Standard metric for the distance between two clusters

19 Views Asked by Bumbble Comm At 11 May 2026 - 8:24

Let $A=\{A_1,A_2,\cdots,A_m\}$ and $B=\{B_1,B_2,\cdots,B_n\}$ be two sets of points in $k$-dimensional Euclidean space. Each points $A_i$ or $B_i$ can be thought of as a feature vector of a data sample. I want to know if two distribution of $A$ and $B$ are similar or not.

I can proceed univariate analysis by drawing $k$ histograms for $A$ and $B$, respectively, and view the difference of them for each $k$.

Or I can proceed like this ; that's what I'm asking for. $A$ and $B$ are two clusters of points in a Euclidean space. So I can measure the distance between this two clusters. There might be various way to define the distance, I can define by the minimal distance like

$$d(A,B)=\min_{i,j}||A_i-B_j||$$

where $||\cdot||$ is the L2 norm. Or I can define by the distance between centroid

$$d(A,B)=||C_A-C_B||$$

where

$$ \begin{align*} C_A&=\frac1m\sum_{i=1}^mA_i\\ C_B&=\frac1n\sum_{j=1}^nB_j \end{align*} $$

The former is bad since $A$ and $B$ practically overlap in some domain so that the distance is always set to nearly zero. The latter is better but have a limit ; If $A'$ has identical centroid as in $A$ but $A'$ is more scattered than $A$, then it is not desirable that $d(A',B)=d(A,B)$ ; it should be $d(A',B)<d(A,B)$.

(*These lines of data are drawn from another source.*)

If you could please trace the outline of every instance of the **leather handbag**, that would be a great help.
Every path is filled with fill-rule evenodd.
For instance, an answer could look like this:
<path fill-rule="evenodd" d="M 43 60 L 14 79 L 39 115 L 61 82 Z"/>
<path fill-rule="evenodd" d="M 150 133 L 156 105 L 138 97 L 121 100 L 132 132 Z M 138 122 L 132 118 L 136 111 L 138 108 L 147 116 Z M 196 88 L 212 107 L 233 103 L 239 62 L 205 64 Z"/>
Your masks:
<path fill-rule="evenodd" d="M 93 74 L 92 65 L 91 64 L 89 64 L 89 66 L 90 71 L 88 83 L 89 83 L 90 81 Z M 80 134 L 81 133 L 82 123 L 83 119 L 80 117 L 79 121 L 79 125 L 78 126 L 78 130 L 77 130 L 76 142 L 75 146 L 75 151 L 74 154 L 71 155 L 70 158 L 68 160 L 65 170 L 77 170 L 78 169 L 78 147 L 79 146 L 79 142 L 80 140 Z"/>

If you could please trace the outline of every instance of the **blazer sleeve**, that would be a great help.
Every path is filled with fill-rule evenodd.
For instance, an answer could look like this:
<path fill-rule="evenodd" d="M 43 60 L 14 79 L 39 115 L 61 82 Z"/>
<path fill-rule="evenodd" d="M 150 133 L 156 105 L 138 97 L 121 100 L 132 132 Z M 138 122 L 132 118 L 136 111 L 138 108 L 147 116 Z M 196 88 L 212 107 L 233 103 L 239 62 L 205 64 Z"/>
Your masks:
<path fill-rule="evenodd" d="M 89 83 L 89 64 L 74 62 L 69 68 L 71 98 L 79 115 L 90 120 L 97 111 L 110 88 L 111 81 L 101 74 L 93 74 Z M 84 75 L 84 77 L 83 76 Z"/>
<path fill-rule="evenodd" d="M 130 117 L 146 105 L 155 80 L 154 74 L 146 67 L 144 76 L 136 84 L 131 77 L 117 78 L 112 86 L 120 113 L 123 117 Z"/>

An alternative way to estabilish the distance, I can take standard deviations of the cluster into account ;

$$d(A,B)=\frac{||C_A-C_B||}{s_As_B}$$

where $s_A$ and $s_B$ are standard deviation of $A$ and $B$, respectively.

or I can define like

$$ \begin{align*} d(A,B)&=\frac{||C_A-C_B||}{{s_A}^2{s_B}^2}\\ d(A,B)&=\frac{||C_A-C_B||}{{s_A}^2+{s_B}^2} \end{align*} $$

Is there a standard way of defining this distance?

Note 1 : I heard the word "within cluster sum of variance" in the context of K-means clustering. But it doesn't seem to involve standard deviation.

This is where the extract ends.